PWM controllers can be a real problem where you have a mix of old style iron core motors and bell armature (coreless) motors.

Coreless motors require a high frequency, typically in the 20kHz to 50kHz range, while iron cored armatures require typically less than 5kHz.

The problem is that when you operate a coreless motor on the lower frequecy you can literally shake the rotor winding apart as it has so little mass it can oscillate at the drive frequency, eventually shaking the winding apart.

But if you operate an iron cored armature with high frequency PWM you get heating problems in the iron core due to losses in the iron at the high frequency, and if left driven like this will eventually overheat.

The end problem is that there is no one PWM frequency which is satisfactory for both motor types. We have DC controllers at our club that have a switch on them for switching between the motor types - but this relies on the operator knowing what sort of motor is fitted.

I tried a custom built PWM controller with the old motors (that's all I have). Absolutely fantastic at ultra slow speed. But as soon as you turned the speed up a bit, the motor sounded absolutely dreadful. I thought it was being ripped apart. Stopped using it.

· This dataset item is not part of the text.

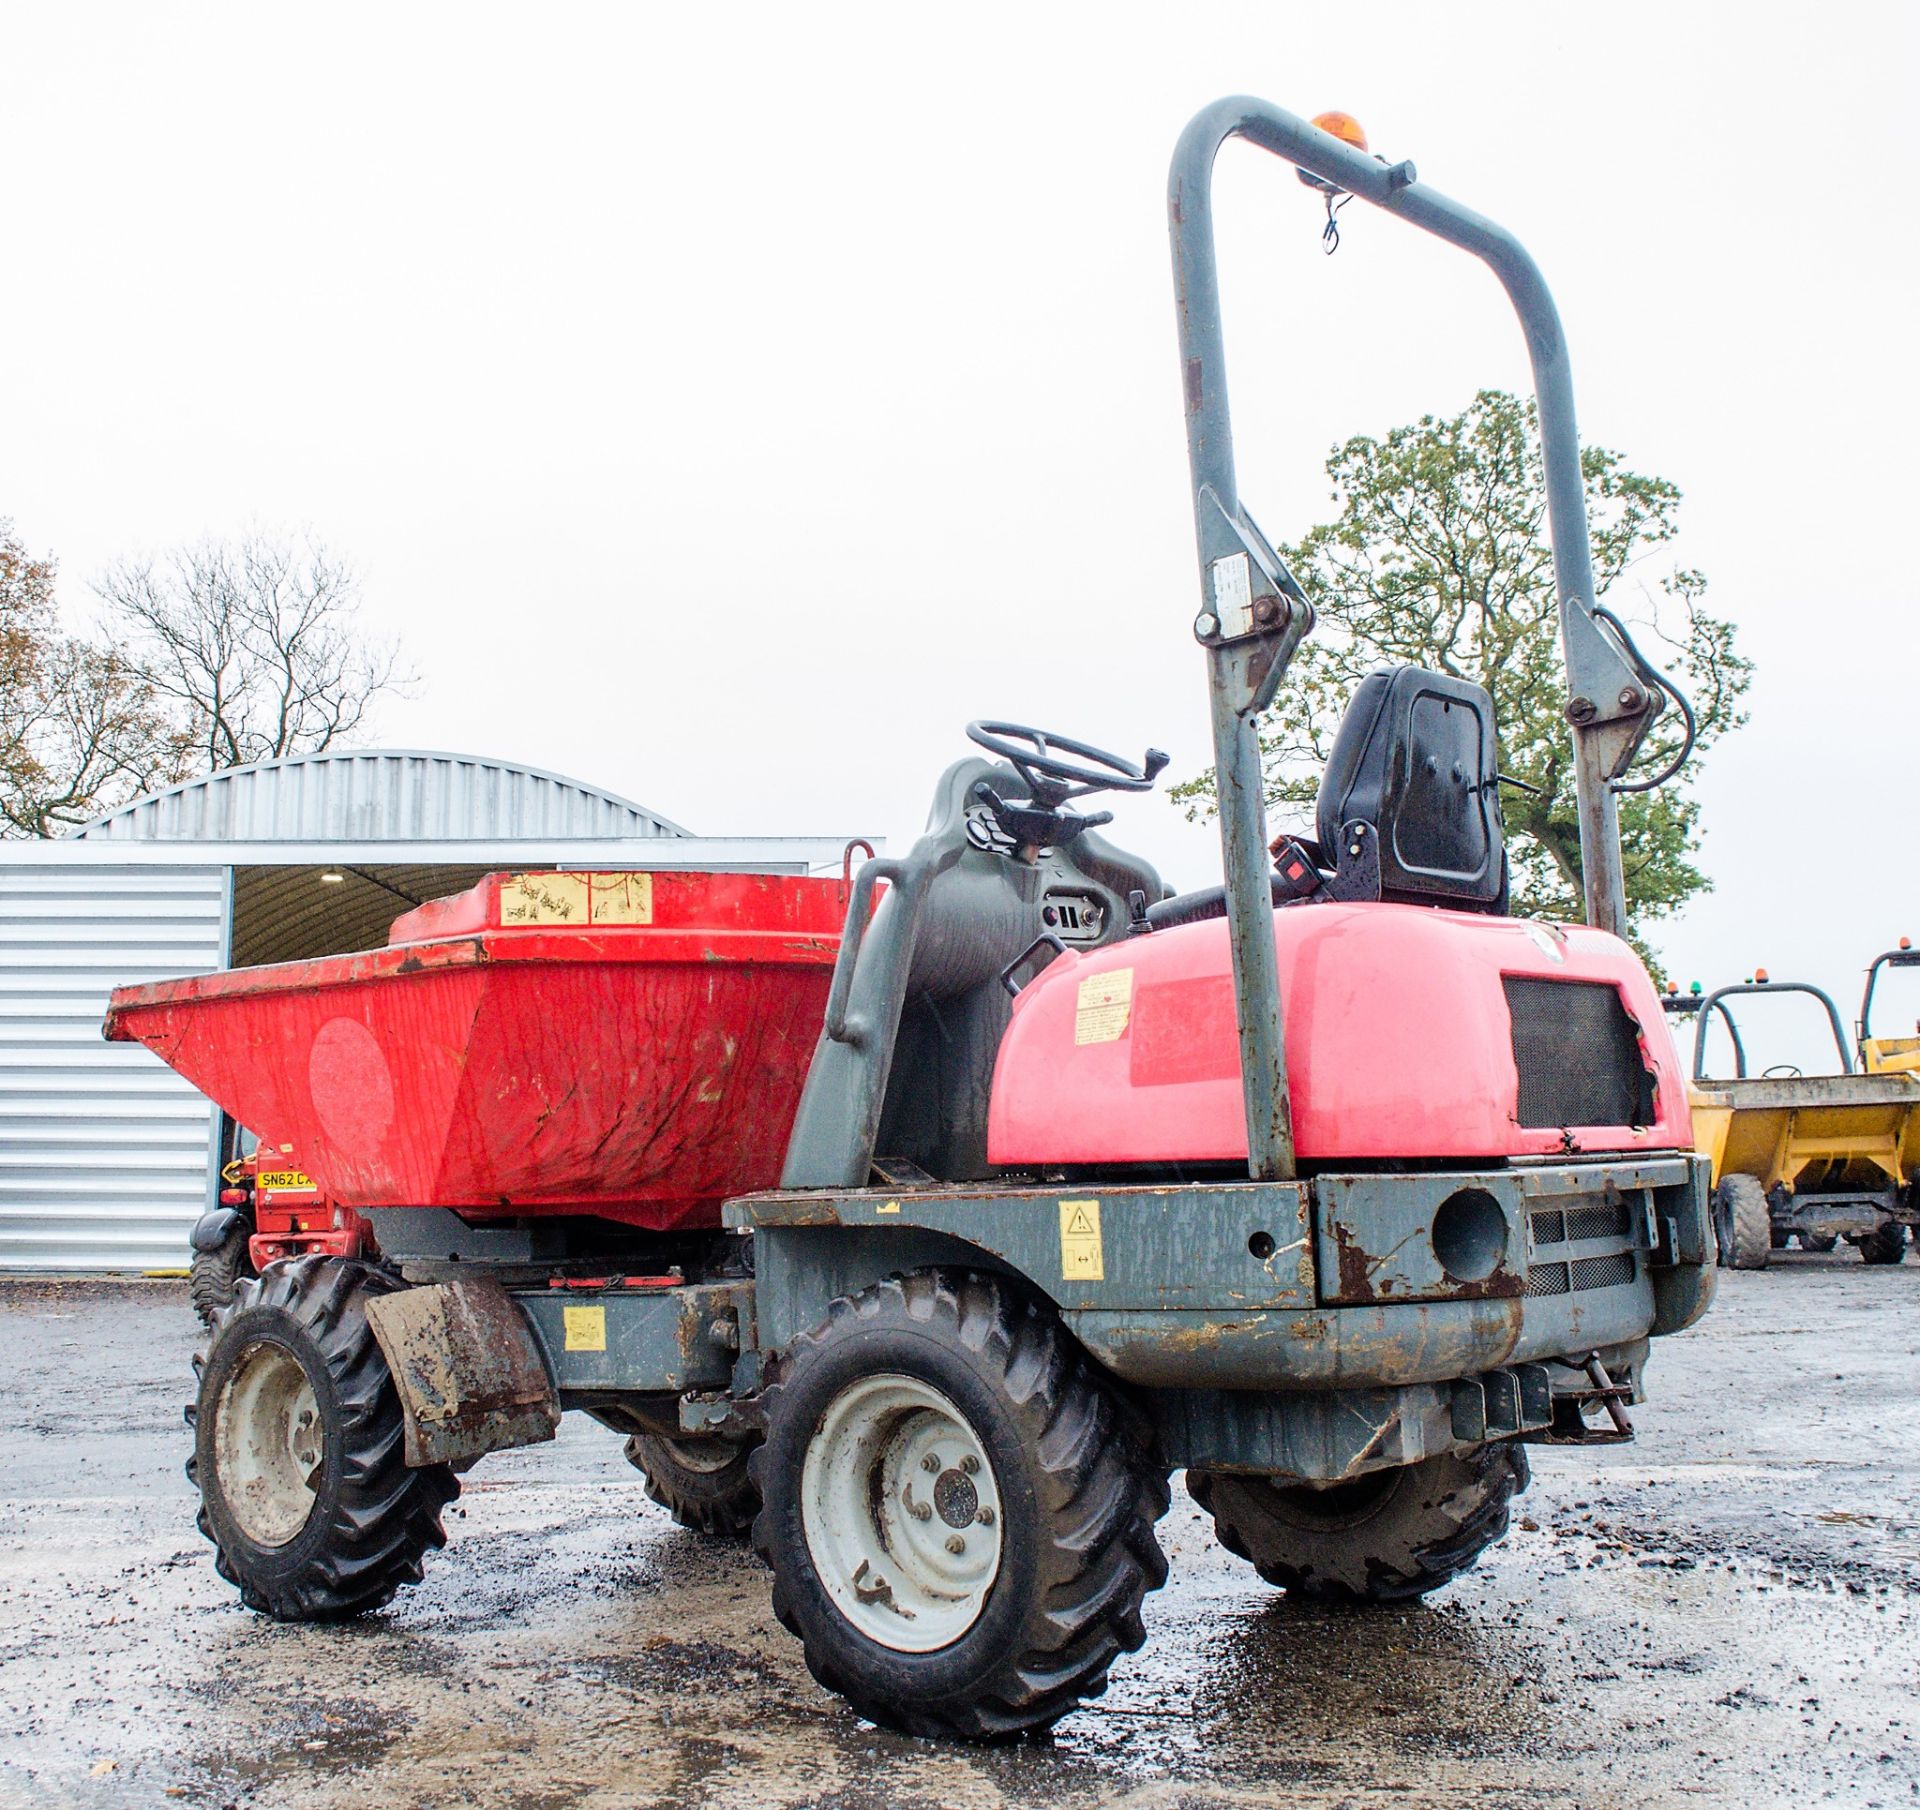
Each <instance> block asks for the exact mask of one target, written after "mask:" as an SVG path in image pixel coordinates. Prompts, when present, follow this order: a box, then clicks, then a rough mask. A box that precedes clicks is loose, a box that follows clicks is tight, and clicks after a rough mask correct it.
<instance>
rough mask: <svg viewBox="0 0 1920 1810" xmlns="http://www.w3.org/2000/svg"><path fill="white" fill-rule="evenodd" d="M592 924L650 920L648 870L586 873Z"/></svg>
mask: <svg viewBox="0 0 1920 1810" xmlns="http://www.w3.org/2000/svg"><path fill="white" fill-rule="evenodd" d="M588 881H589V883H591V887H593V896H591V898H589V904H591V908H593V921H595V923H653V875H651V873H589V875H588Z"/></svg>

Very interesting information, I have been playing a bit with making my own PWM controller, combined with a camera to detect position and speed on the layout, do you know if it is possible to "auto detect" the type of motor? - I'll try to do some measurements, but I would guess that you could make a sweep of frequencies, and for the iron cored motors, would see a higher efficiency at the low frequencies (i.e. more speed for a given % of "on" time for the different frequencies)? - maybe some signal analysis could do it too?

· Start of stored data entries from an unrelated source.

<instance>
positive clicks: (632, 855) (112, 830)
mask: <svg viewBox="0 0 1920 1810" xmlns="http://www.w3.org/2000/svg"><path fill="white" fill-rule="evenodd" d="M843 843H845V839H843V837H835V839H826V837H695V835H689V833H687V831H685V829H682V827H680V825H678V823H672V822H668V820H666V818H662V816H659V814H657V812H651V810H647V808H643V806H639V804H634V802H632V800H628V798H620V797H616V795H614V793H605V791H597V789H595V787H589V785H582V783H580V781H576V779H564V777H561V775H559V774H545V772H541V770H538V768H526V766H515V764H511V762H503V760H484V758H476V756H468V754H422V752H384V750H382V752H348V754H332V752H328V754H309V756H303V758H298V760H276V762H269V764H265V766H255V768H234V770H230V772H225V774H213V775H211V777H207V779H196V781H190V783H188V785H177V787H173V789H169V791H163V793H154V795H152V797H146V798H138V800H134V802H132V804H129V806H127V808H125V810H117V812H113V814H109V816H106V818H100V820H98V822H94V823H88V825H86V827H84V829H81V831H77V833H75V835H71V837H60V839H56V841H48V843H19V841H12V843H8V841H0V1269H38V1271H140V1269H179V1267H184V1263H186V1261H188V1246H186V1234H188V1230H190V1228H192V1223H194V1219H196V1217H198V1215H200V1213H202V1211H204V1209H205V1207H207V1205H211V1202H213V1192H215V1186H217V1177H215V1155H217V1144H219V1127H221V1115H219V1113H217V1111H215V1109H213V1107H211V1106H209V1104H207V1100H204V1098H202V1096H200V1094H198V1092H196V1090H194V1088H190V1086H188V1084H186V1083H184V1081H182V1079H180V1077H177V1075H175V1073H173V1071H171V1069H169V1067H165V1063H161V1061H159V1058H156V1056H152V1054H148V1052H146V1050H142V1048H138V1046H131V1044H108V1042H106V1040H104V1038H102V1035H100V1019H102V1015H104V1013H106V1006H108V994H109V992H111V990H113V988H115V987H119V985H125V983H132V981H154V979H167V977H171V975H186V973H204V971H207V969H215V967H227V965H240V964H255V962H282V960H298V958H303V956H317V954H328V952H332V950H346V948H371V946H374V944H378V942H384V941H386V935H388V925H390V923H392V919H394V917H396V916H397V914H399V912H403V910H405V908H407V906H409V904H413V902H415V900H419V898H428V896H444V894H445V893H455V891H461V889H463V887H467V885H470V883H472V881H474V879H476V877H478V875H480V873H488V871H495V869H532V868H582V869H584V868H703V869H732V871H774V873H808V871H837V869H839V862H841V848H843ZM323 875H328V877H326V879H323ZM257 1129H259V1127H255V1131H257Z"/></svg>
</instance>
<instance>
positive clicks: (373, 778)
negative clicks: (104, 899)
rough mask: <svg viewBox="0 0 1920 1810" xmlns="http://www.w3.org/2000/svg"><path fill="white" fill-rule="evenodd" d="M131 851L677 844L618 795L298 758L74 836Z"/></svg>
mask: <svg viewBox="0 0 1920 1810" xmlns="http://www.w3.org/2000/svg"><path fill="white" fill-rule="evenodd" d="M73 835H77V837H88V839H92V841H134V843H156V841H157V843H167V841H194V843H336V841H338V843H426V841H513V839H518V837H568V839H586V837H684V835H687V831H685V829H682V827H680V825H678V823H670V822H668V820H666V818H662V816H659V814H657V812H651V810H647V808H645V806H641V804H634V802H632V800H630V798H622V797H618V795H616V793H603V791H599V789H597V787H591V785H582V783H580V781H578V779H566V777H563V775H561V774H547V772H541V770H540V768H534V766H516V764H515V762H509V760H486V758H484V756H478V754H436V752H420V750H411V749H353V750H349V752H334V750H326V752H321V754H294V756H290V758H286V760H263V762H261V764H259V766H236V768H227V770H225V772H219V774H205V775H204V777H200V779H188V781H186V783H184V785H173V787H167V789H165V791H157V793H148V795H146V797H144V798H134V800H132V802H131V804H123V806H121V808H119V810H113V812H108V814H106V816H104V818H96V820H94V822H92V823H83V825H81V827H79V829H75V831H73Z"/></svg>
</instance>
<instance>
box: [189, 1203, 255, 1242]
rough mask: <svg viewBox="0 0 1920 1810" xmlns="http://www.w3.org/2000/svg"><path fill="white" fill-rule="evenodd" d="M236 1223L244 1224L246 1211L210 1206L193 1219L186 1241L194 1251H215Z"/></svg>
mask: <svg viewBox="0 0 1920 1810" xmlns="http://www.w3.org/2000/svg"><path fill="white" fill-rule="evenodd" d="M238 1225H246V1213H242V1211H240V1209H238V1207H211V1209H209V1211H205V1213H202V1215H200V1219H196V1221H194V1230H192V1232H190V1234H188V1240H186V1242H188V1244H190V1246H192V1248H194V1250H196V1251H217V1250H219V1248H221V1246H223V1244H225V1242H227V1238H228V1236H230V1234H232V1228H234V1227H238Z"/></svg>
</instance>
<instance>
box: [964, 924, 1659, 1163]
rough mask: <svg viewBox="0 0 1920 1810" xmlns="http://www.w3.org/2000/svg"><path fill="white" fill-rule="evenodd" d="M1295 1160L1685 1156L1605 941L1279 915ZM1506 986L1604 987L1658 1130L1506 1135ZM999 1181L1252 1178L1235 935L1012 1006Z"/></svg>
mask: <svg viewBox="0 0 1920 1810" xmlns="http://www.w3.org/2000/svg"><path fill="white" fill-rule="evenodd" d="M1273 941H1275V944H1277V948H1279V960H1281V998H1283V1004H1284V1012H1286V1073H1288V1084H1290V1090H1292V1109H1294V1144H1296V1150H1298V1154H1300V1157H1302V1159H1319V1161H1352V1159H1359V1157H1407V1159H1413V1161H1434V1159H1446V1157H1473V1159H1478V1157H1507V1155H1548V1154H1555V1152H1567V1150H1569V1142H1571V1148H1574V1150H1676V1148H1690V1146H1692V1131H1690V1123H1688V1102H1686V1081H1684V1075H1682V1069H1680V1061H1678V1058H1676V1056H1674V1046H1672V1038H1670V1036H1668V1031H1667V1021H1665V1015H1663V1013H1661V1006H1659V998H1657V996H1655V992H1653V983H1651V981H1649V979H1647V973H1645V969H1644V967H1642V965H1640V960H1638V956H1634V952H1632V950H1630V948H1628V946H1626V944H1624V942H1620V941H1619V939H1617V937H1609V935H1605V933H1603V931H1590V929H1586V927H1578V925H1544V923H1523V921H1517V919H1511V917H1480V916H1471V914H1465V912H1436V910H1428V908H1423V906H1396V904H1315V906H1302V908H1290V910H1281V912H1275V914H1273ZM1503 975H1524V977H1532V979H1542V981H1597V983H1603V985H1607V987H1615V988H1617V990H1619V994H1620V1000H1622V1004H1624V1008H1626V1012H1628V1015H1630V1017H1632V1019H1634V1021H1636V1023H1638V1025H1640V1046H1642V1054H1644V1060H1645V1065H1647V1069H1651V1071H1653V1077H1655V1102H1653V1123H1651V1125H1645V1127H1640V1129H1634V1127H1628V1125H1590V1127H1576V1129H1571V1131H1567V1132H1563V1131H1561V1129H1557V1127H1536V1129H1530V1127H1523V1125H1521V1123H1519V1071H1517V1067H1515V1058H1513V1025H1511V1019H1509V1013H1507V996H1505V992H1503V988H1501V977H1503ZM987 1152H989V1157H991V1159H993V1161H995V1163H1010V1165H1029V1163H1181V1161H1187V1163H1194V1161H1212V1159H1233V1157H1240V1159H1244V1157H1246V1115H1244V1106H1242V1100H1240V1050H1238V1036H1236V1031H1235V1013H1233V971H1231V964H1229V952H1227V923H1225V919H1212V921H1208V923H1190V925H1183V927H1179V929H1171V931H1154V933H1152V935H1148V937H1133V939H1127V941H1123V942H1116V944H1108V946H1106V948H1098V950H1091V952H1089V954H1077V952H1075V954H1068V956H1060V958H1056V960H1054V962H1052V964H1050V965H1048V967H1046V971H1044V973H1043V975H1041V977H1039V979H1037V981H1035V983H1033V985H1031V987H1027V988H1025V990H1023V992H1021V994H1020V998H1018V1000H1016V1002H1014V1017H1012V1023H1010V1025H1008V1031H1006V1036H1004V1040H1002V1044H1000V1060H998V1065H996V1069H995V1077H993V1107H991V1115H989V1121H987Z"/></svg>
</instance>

How do I tell what kind of motor is in a given loco (like from the model number or by taking it apart) so I know what I'm measuring on?

Newer coreless motors will have lower inductance than the old style motor, so if you were to measure the current with a high-ish frequency signal you could use this to detect which is which. I imagine you could use the PWM itself for this - start with a high frequency PWM and low duty cycle and if the current is below a certain threshold switch to a lower frequency.

Cheers


Chris

What is the gaugemaster design?

That YouTube video is very good. I had thought that the Gaugemaster controllers were PWM, but it seems I was wrong. Gaugemaster's website is somewhat inscrutable regarding how their products work.

To the OP I would recommend one Rokuhan controller (buy or borrow) to test first. With my collection of Marklin locos I found the Rokuhan controllers to be "difficult". With some older engines the controller safety would trip and shutdown, other newer ones would not stop running at low throttle due to Rokuhan's ingenious system that keeps the lights of their locos on at the throttle stop. And a lot ran just fine. I used PWM controllers by Snailspeed too. In the end I settled on the older Marklin white controllers that are hard wired because they just work, but with those big speed steps that we all dislike. Regarding AZL I converted all of mine to DCC and use an NCE Powercab. But I never had a problem running AZL or MTL locos with Rokuhan. My Marklin European trains remain DC.